The above results correlated with the virulence bioassays performed on grapevine plant leaves, in which the CKg54 strain was highly aggressive against the vegetable, while the CCg378 and CKg54vi378 strains presented low and intermediate invasiveness profiles, respectively (Figure 5C). Therefore, the virulence parameters (sporulation rate and laccase activity) and bioassays indicate that the CCg378 strain is a hypovirulent strain.
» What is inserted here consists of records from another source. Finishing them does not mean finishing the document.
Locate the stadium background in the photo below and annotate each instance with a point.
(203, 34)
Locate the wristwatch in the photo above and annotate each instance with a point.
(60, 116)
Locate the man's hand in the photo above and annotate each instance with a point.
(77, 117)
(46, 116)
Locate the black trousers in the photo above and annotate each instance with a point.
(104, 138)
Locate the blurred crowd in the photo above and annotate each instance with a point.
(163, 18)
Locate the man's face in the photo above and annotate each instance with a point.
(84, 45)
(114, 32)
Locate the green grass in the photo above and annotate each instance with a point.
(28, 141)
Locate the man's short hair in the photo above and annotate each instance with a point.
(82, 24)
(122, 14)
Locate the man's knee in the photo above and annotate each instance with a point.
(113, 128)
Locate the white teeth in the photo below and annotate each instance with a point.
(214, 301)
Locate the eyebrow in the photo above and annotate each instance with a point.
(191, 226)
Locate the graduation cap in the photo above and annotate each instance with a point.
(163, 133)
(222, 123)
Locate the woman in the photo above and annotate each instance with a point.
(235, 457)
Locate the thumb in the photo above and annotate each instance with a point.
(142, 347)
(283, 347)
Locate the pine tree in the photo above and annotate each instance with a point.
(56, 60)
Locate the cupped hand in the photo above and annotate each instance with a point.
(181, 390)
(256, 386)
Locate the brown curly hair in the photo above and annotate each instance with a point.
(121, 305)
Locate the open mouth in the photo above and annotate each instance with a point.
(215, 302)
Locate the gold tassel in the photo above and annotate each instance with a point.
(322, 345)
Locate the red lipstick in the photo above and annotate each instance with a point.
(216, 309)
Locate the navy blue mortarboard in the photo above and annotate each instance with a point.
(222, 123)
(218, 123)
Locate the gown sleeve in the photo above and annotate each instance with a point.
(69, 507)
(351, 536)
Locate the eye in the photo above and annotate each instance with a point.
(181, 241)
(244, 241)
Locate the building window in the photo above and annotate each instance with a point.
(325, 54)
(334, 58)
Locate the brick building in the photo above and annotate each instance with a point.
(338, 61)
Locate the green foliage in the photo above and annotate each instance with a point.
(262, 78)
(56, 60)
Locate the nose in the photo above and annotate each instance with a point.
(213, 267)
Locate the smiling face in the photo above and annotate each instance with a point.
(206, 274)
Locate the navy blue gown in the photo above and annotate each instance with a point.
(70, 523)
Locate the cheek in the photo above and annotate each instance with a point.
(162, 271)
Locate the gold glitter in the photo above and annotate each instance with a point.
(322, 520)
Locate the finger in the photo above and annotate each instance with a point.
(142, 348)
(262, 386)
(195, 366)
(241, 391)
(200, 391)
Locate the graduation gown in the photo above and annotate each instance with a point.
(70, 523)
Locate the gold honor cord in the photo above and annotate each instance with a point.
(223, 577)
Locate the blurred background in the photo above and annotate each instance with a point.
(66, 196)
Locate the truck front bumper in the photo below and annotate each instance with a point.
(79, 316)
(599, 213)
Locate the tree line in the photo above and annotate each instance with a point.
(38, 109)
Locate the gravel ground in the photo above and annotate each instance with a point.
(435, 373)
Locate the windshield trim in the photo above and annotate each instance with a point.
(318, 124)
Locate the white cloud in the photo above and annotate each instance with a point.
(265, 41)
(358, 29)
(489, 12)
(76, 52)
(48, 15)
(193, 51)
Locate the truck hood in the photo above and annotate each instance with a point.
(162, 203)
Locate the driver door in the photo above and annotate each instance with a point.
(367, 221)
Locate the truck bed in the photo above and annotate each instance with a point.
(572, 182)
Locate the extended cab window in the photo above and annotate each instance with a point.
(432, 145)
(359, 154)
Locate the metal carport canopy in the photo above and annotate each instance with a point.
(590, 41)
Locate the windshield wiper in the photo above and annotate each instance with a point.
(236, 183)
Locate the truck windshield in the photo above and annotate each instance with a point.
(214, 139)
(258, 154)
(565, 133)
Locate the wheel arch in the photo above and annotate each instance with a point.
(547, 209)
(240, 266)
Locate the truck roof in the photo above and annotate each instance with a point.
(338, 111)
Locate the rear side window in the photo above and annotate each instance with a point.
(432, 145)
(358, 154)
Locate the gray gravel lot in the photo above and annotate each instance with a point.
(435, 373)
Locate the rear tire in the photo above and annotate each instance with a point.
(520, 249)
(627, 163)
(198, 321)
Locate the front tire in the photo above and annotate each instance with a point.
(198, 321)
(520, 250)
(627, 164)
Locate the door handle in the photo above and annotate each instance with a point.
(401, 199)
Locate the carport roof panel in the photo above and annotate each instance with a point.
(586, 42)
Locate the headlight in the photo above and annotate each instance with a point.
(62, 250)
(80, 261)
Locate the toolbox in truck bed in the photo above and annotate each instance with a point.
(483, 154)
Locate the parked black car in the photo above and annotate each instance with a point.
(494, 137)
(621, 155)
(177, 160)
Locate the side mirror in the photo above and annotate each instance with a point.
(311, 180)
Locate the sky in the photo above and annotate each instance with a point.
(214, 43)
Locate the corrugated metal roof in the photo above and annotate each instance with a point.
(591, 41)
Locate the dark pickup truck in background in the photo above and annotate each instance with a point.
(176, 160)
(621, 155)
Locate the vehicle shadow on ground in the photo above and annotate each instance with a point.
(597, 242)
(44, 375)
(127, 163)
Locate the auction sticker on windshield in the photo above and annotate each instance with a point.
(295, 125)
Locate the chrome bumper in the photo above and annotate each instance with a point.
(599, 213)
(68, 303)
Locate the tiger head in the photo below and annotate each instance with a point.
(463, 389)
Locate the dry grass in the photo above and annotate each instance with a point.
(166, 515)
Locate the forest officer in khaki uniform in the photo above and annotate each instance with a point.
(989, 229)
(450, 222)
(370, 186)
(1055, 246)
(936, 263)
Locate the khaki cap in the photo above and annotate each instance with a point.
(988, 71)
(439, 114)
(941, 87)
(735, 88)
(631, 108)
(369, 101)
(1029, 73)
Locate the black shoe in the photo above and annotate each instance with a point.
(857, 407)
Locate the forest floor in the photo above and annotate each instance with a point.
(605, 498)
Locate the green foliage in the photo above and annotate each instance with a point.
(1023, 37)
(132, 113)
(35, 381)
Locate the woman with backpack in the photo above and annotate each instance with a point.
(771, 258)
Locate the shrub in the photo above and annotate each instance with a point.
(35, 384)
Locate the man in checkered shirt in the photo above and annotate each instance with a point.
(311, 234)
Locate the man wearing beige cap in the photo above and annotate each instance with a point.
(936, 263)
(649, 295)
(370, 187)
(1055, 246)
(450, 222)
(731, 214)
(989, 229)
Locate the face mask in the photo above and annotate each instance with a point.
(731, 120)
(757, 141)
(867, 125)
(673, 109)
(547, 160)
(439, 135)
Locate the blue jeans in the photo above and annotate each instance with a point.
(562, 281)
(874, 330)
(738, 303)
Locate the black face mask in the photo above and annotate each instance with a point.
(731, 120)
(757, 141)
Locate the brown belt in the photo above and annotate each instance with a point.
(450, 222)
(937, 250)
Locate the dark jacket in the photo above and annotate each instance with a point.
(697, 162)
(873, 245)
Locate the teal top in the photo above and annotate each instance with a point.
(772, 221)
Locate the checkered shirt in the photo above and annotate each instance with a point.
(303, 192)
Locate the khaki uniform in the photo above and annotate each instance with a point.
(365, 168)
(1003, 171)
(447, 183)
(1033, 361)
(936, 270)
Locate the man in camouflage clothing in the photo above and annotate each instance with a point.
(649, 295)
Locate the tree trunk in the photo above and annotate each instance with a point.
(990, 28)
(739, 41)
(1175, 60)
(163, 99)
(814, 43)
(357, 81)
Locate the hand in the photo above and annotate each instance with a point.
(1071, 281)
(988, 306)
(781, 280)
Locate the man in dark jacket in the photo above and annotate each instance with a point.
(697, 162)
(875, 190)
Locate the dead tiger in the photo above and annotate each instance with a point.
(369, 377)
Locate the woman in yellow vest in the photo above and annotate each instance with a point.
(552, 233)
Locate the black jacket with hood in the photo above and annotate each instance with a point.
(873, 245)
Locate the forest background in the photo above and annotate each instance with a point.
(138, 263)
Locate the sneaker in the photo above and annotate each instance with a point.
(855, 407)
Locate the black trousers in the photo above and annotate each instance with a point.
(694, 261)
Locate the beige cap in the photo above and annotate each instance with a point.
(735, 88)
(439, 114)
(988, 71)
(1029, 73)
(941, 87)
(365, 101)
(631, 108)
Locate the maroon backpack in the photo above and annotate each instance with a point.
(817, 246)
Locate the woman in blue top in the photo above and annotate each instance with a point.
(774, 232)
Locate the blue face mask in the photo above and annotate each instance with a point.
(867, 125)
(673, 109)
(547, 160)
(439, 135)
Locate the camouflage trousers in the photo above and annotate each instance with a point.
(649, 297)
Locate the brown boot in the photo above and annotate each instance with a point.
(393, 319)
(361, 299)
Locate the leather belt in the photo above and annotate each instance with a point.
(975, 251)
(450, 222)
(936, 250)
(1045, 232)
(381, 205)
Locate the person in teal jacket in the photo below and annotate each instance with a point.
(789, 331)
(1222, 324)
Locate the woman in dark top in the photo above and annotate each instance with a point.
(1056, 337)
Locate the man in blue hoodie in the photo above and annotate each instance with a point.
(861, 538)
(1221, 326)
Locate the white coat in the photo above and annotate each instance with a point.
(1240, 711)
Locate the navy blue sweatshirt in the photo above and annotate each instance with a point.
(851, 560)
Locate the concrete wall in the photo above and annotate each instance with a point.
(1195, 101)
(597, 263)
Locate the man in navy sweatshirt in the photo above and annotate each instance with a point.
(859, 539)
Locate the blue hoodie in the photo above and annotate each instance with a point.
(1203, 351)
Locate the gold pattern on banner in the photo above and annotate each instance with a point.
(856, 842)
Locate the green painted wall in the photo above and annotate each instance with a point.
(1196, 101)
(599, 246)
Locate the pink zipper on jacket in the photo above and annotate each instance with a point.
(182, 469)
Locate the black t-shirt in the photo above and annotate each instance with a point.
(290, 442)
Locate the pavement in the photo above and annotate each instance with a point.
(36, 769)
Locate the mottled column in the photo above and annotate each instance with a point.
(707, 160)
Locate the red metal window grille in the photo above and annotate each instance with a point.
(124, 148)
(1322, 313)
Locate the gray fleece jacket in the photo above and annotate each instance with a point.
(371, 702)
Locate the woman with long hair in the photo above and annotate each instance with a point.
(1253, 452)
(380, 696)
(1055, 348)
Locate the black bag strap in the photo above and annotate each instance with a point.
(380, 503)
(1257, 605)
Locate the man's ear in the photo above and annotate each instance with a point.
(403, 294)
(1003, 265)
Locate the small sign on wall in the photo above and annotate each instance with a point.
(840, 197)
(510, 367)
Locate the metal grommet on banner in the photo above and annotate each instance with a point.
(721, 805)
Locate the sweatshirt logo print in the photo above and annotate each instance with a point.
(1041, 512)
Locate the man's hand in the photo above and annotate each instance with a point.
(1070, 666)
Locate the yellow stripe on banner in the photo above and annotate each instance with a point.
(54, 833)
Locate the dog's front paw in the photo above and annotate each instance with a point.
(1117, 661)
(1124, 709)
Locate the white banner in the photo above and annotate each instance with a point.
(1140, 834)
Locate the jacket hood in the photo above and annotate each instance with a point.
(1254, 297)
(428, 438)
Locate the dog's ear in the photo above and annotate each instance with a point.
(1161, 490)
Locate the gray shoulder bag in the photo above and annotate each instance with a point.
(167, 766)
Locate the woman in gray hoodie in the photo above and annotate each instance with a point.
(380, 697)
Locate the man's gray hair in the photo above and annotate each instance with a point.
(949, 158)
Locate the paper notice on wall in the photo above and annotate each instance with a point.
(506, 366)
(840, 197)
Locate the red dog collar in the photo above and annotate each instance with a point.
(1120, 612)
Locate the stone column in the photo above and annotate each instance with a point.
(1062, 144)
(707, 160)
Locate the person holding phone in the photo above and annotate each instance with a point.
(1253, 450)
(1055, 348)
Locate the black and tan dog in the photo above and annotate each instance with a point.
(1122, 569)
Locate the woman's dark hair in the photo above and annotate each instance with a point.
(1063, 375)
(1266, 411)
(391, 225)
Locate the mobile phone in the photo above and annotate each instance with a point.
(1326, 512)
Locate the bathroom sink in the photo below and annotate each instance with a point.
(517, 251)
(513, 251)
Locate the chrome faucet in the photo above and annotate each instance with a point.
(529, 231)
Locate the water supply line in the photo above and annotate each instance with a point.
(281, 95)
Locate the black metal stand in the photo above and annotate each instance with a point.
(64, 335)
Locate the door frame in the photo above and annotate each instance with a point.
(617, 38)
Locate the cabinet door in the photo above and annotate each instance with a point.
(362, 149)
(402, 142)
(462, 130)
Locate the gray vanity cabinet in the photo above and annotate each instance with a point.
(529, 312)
This is the first report that describes the existence of a wild-type B. cinerea strain simultaneously infected with two different viral particles types that are possibly related to the hypovirulence of the host fungus. One of the mycoviruses would be a putative partitivirus because of its morphology and particle size, the molecular mass of its capsid protein, its possession of a dsRNA bipartite genome in the molecular size range of members of the Partitiviridae family and its high capsid protein sequence similarity with Fusarium poae dsRNA mycovirus 1. In this context, the initial observations were supported by the fact that the CsCl gradient fractions 1 and 2 contained only particles of 32 nm in diameter associated with dsRNAs of 2.2 kbp. These results confirm that these viral particles contain two dsRNA molecules of approximately 2.2 kbp with identical electrophoretic migration in agarose gel, minimal separation in polyacrylamide gel, and most likely different nucleotide sequences, with one of them encoding for the 70 kDa polypeptide (capsid protein) and the another one for the viral RNA-dependent RNA polymerase (RdRp) .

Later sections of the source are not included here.